Weeks before the first anniversary of a retreat from Afghanistan that critics said exposed President Joe Biden’s weakness, he shrugged off both Covid and critics to announce the killing in Kabul of Al-Qaeda’s leader — an operation the Democrat says shows the US remains as strong as ever.
“When I ended our military mission in Afghanistan almost a year ago, I made the decision that after 20 years of war, the United States no longer needed thousands of boots on the ground in Afghanistan,” Biden told the nation late Monday as he announced the death of Ayman al-Zawahiri.
“I made a promise to the American people that we’d continue to conduct effective counterterrorism operations… We’ve done just that.”
Announcing jihadist leader deaths has become a ritual — both somber and highly political — for presidents ever since the attacks of September 11, 2001.
Barack Obama’s 2011 revelation of the daring operation to kill Osama bin Laden in his home in Pakistan electrified the nation. On hearing Obama, a skilled orator, people poured into the streets, chanting “USA!”
Donald Trump took a different approach in 2019, using gory language to deliver news of a raid to kill Islamic State group leader Abu Bakr Al-Baghdadi in Syria — and to bolster his own strong man image.

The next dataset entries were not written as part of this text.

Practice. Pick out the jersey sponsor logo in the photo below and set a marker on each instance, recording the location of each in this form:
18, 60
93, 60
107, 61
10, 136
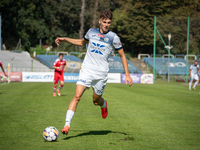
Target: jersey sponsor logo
100, 35
106, 39
94, 35
81, 80
97, 48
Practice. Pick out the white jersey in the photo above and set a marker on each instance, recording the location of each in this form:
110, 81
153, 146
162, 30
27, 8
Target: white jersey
99, 50
194, 69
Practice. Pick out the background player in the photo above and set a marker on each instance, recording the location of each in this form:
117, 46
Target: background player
194, 73
94, 69
1, 65
59, 66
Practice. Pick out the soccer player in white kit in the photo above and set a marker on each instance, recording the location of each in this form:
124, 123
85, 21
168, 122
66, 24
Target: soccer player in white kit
194, 74
94, 69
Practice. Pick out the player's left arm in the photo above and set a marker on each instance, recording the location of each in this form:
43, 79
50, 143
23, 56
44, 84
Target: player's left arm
128, 79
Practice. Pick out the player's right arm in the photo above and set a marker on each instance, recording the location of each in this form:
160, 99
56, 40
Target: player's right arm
78, 42
55, 66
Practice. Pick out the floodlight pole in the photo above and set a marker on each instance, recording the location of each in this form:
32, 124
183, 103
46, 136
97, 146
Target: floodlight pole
168, 49
0, 32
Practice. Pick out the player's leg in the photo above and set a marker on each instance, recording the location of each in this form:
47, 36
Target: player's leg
98, 89
80, 89
197, 81
98, 100
190, 83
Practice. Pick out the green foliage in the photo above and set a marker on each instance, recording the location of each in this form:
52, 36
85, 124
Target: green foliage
142, 117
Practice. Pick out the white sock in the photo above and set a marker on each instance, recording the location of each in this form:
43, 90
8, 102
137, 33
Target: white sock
104, 105
69, 116
195, 84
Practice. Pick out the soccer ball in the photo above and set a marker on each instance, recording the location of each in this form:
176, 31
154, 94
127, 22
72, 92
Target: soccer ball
50, 134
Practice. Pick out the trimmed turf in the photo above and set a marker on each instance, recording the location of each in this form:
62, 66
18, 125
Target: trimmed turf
159, 116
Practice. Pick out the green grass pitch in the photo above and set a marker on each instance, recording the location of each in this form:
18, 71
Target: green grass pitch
159, 116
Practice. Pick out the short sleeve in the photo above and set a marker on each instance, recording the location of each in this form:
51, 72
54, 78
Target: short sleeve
117, 43
54, 64
86, 37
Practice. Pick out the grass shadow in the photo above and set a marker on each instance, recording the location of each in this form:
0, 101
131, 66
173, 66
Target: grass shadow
101, 132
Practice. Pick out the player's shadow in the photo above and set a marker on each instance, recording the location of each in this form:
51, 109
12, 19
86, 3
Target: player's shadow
101, 132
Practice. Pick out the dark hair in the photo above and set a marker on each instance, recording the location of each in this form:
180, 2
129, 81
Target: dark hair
60, 54
106, 14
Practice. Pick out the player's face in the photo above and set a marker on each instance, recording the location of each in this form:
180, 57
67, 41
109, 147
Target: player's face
61, 57
104, 24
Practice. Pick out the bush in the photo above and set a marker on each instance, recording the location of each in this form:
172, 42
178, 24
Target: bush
39, 50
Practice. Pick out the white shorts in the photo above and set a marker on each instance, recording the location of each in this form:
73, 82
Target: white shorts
97, 81
194, 76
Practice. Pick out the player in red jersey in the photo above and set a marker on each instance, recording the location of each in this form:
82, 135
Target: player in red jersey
60, 67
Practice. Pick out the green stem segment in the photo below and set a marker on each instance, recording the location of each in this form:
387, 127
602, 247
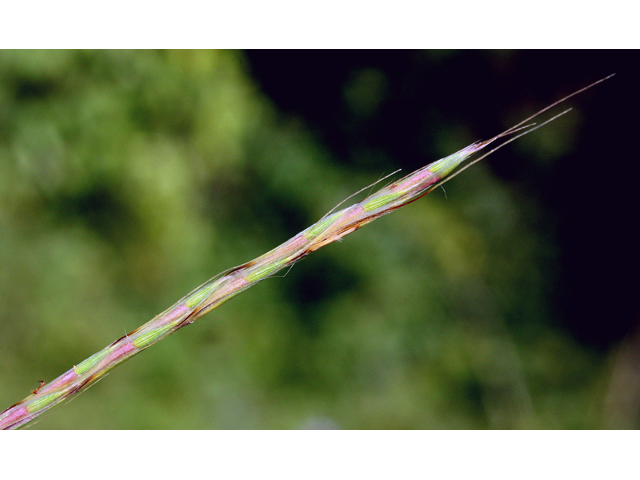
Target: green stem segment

“He died like a dog,” Trump said.
For Biden, the setting was inauspicious. Isolating from a case of rebound Covid-19, battered in the polls and facing the anniversary this month of the traumatic August 2021 exit of US troops from Kabul, the Democrat is in a weak position.
In a nod to Covid ventilation measures, his speech was delivered from the noisy balcony of the Blue Room. As he touted American resilience, Washington police sirens wailed in the background.
Yet the timing of the speech could not have been better for a president seeking to change the narrative.
While steering clear of triumphalism, Biden noted that Zawahiri had been on the wanted list “for years under presidents (George W.) Bush, Obama and Trump.”
The implication — that the country is safe in Biden’s hands — was clear.
“No matter how long it takes, no matter where you hide, if you are a threat to our people, the United States will find you and take you out,” Biden said.
– Afghan strategy debate –
Critics on the right and left see last year’s US withdrawal from Kabul as a show of ineptitude that, in addition to being a humiliating spectacle, will make Afghanistan a hotbed of anti-American Islamic groups, similar to the time of 9/11.
Biden argues he had the courage to pull the plug on a failed war conducted by three previous presidents and that there simply was never going to be a neat ending to the debacle.
Dismissing skeptics, he also promised that American “over the horizon” capabilities meant there’d be no more need to risk US lives on the ground.
Now with the Zawahiri killing, Biden has a golden opportunity to say that he’s been proved right.
Afghanistan “can’t be a launching pad against the United States,” Biden said in his speech. “This operation is a clear demonstration that we will, we can, and we’ll always make good on the solemn pledge.”
– Downsides –
There was instant praise from even unlikely quarters, with the anchor on the often hostile Fox News’ evening broadcast calling it “President Biden’s bin Laden moment” and “a huge, huge win for the US.”
Some experts, however, caution against the White House spin.
James Jeffrey, a former US ambassador to Iraq and now chair of the Wilson Center think tank’s Middle East Program, applauded the demonstration of “excellent intelligence, an operational strike capability and decisiveness.”
However, that expertise does not outweigh the “chaos” of last year’s Afghan withdrawal, which Jeffrey blamed on poor coordination and Biden’s “handicapping” of staff through his refusal to accept there could be any downsides to pulling out — or to plan for them.
Nathan Sales, another former diplomat who works at the Atlantic Council, said Zawahiri’s mere presence in Kabul was a failure for the United States, suggesting “as feared, the Taliban is once more granting safe haven to the leaders of Al-Qaeda.”
And it’s too early to say whether one spectacular drone strike “can be replicated against other terrorist targets,” he said.
“Until we know more, we should resist the urge to see the strike as a vindication of ‘over the horizon’ counterterrorism.”